/Kaeri-collider-detection

DACON Competition | Collider Detection AI for early diagnosis of faults in Nuclear Power Plants using Vibration data (LB #7th)

Primary LanguageJupyter NotebookGNU General Public License v3.0GPL-3.0

Collider-detection-AI using Vibration data

DACON Competition | Korea Atomic Energy Research Institute

Description:

Collider Detection AI for early diagnosis of faults in Nuclear Power Plants using Vibration data (LB #7th)

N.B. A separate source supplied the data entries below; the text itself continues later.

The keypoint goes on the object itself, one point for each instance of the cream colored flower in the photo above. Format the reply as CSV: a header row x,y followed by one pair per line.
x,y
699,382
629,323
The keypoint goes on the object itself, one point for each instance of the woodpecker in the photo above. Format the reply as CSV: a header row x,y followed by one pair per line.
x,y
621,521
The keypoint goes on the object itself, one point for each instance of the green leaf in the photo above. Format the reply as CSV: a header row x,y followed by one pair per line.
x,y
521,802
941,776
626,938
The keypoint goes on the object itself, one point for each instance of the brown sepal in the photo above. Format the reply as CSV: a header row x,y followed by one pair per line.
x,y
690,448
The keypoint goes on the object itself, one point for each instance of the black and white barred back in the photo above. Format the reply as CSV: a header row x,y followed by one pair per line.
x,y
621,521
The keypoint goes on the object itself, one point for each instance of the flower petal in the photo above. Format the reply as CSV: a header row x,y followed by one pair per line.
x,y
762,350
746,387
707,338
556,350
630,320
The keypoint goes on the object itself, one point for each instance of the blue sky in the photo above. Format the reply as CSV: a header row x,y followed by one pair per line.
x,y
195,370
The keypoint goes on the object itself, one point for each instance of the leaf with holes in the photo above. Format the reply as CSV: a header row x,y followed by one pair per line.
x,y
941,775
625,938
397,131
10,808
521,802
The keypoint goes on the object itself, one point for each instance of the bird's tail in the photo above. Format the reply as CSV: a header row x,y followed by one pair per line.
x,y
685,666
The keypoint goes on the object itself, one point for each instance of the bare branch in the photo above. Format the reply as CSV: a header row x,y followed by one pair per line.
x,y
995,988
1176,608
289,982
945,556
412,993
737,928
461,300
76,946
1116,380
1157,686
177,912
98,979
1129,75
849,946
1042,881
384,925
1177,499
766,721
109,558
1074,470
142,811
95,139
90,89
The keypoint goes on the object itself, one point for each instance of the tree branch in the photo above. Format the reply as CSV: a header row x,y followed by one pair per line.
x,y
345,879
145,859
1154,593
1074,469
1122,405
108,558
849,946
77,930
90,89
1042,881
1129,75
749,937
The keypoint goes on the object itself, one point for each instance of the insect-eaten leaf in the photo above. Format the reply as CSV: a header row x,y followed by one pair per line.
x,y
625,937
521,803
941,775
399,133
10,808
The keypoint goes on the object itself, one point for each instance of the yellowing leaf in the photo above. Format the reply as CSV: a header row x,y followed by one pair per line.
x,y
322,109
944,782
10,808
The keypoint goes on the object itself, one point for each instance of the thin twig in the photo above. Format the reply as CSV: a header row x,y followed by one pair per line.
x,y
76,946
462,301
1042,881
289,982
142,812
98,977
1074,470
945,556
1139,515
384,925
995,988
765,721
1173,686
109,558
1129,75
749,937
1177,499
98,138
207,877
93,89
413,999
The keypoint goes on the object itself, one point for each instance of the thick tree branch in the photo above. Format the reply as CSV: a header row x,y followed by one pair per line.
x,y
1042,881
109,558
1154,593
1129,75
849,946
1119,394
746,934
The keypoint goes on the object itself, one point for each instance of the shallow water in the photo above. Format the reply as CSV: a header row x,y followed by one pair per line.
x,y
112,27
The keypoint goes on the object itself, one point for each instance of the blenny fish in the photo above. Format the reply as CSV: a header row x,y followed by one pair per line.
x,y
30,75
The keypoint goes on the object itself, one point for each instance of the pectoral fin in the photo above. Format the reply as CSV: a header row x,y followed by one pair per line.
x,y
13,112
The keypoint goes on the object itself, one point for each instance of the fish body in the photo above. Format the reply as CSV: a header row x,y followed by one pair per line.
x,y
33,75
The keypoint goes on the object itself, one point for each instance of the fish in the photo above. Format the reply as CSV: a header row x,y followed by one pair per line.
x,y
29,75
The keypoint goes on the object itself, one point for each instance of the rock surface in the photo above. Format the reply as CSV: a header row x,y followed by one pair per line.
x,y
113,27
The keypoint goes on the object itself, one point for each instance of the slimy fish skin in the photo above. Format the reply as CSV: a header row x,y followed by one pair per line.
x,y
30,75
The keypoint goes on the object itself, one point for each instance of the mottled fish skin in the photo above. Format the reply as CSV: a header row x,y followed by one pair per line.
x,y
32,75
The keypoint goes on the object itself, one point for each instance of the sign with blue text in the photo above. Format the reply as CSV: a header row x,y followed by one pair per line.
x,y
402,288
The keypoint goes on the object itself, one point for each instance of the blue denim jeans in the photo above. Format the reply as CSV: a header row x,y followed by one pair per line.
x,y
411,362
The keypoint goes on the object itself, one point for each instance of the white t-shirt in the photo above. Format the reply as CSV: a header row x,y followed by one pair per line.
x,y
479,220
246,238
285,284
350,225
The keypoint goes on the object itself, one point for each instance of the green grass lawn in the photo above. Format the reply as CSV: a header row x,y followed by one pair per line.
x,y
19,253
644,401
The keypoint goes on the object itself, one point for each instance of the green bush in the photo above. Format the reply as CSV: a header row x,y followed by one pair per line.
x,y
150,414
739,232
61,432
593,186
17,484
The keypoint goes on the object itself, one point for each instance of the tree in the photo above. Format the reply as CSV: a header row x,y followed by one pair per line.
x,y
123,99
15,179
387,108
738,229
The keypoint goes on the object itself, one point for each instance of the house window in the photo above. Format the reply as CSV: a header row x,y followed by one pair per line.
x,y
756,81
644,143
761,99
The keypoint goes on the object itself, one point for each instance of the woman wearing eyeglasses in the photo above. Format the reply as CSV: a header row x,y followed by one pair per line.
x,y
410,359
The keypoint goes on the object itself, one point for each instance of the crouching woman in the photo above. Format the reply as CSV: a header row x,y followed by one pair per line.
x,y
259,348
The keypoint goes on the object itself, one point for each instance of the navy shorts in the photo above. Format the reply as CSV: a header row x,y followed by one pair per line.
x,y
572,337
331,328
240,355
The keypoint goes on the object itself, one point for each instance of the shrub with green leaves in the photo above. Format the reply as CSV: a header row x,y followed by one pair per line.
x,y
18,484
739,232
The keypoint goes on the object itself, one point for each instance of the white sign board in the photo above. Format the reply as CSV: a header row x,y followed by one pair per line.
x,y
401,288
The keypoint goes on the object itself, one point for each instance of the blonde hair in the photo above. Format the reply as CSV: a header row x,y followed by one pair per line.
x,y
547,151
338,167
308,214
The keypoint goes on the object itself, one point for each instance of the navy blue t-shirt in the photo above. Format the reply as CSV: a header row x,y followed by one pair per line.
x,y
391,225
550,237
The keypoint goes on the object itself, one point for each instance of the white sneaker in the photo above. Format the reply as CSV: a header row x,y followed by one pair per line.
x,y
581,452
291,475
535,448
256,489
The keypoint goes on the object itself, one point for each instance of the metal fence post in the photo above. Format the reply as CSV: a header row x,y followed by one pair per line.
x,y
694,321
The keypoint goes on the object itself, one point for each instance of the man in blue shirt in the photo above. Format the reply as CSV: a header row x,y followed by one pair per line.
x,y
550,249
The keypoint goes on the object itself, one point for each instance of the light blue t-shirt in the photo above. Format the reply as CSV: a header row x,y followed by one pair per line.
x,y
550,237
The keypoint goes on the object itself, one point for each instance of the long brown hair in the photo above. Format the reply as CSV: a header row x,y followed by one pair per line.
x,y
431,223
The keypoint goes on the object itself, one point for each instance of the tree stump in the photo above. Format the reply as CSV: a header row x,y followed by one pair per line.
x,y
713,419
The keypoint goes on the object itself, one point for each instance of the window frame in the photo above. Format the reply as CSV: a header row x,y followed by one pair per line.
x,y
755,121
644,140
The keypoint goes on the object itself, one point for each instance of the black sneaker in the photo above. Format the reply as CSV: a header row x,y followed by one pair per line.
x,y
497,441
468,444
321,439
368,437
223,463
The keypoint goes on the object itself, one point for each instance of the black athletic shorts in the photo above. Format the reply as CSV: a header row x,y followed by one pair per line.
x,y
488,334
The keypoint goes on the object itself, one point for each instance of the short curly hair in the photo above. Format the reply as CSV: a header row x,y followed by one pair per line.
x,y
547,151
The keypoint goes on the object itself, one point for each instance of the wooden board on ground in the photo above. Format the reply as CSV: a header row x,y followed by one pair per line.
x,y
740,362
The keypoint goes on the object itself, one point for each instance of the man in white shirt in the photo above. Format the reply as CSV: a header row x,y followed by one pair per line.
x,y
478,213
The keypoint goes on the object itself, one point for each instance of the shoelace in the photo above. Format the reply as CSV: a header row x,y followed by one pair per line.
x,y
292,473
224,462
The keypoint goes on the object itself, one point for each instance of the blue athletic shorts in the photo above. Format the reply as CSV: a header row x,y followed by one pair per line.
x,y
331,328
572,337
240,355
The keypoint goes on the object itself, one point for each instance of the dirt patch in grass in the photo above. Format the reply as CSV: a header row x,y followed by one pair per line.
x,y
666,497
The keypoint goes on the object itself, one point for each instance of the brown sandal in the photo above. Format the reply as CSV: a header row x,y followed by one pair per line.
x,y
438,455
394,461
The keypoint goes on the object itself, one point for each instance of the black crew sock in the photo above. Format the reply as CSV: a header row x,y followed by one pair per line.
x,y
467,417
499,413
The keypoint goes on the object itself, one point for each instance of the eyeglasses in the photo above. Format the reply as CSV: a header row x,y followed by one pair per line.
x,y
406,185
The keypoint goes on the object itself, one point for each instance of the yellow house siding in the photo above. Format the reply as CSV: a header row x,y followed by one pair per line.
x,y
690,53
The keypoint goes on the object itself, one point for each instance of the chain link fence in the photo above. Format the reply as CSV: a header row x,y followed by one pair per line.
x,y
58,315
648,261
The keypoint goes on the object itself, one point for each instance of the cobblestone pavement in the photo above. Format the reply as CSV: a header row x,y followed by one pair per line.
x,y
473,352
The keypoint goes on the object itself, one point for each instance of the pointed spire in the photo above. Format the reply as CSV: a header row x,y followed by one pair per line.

https://dacon.io/competitions/official/235614/overview/


Files:

If you wish to experiment with the models, download data from competition site and use either the main file (ensemble of 3 models) or experiment with specific models. The training schemes and architectures are described below.

  • KAERI_source_code_IME.ipynb: single file with whole code to train all 3 models and create the final submission file.
  • KAERI CNN2d Keras xxx.ipynb: TF_Keras training CNN2d model
  • KAERI CNN2d Torch xxx.ipynb: Pytorch training CNN2d model
  • KAERI CNN2d-MLP Keras xxx.ipynb: TF_Keras training CNN2d + MLP model concat (with sequence and tabular data)
  • KAERI ensemble.ipynb: ensemble of 3 best models

Winning Solution documentation


User/Team name: IME

LB Position:

- Public: 4th 
- Pvt: 7th 

1: Library and Data

  • 4 acceleration sensors

  • ~0.0015 sec measurements with 25600 Hz sampling --> 375 points per measurement

  • 2800 collider ids in training set

  • 4 target variables: position (X,Y), mass (M) and velocity (V) of the collider

  • Use of TF Keras, Pytorch, scikit-learn, scipy and more

  • Evaluation Metric: SMAPE

2: Data Cleansing & Pre-Processing

3: Exploratory Data Analysis

to be added soon

4: Feature Engineering & Initial Modeling

  • FE lags on various windows (per sensor) —> 24 additional features + 5 raw = 29 features with shape: (-1, 375, 29, 1)
  • FE pct change+ agg stats for each sensor Si —> 68 features with shape: (-1, 68)
    • mean, median, min, max, std, percentiles, skew
    • min/max, norm, mean absolute change, absolute max/min, max to min, absolute average

Tried also but didn't work:

  • interactions between S1, S2, S3, S4
  • FFT features
  • exponential weighted functions

5: Model Tuning & Evaluation

Model 1 [Pytorch]

CNN2d with 2 channels, 6 layers + FC head with 3 Dense layers

Parameters:

filters = [16, 32, 64, 128, 256, 512]
kernel = (5,1) 
activation = 'elu' 
padding = 'same'
dropout = 0.2
batch_normalization conv layers = True
batch_normalization dense layers = False
dense units = [512, 256, 128]

Training Scheme (Model 1)

Channel 1: raw data + white Noise (mean=0, std=0.001)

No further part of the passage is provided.